My second idea is to do buying and selling.  How many working parents out there have lots of unused baby items but don't have the energy to go the boot sale or ebay them?  Wouldn't it be easier for someone to come to their house, give them cash and take the item away?  Of course, I would then need to sell it on for a profit, which would probably be via an ebay shop.  This would mean I would need space to store items and I would need to hope that everything I bought, has profit potential.

My third idea is to run a parent and baby/child club on Thursdays and Saturdays.  Recently, some of my friends with young children have been looking into activities, such as gym, music or dance but have been restricted by the days and times.  All of these activities for pre-school age children happen in the week when many mums now work.  Personally, I think there would be a huge market out there for something like this for working parents.  I could also do one on a Thursday for non-working parents or part-time workers.  Ideas include, drama and dance, craft sessions, baby massage/relaxation etc.  The downside is that I would probably need some training (especially for the massage idea) and premises but it is a definite possibility.

My fourth idea is to do with muffins and cakes.  Recently, I have enjoyed doing some baking at home and have shared with others who have made some very positive comments - of course, they may just be being polite - which has given me the idea of doing some baking and then selling them to small local cafes etc to sell on.  Would clearly have to contact cafes to see if this is a viable idea at all though.

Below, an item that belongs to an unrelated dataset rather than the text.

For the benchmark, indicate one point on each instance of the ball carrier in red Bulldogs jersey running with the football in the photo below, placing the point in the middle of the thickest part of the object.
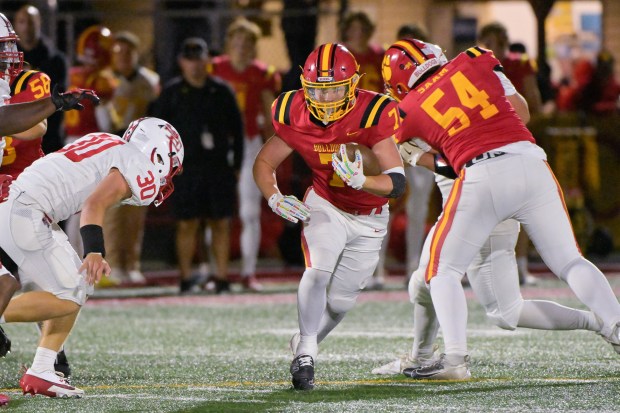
(345, 213)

My fifth idea is to either become a tutor, for a company or independently, or even more exciting, to run my own local tutor company.  I know of a couple of English teachers who would be interested in tutoring too so maybe a small company is the way to go.   Trouble is that the next 2 months are the peak time as the exams are in May and I haven't even got the idea properly formed yet. On a positive note, there are few outlays (or even none) so no/little risk involved.  There are some companies around here that do tutoring but they are all national companies and I think the local touch is sometimes more valued.

The final idea is one that I have had floating around for the last 18 years (ish) but is totally impractical and certainly not going to bring in much (if any) money and that idea is to write a book.  Maybe one day....

Any comments on what you think I should do?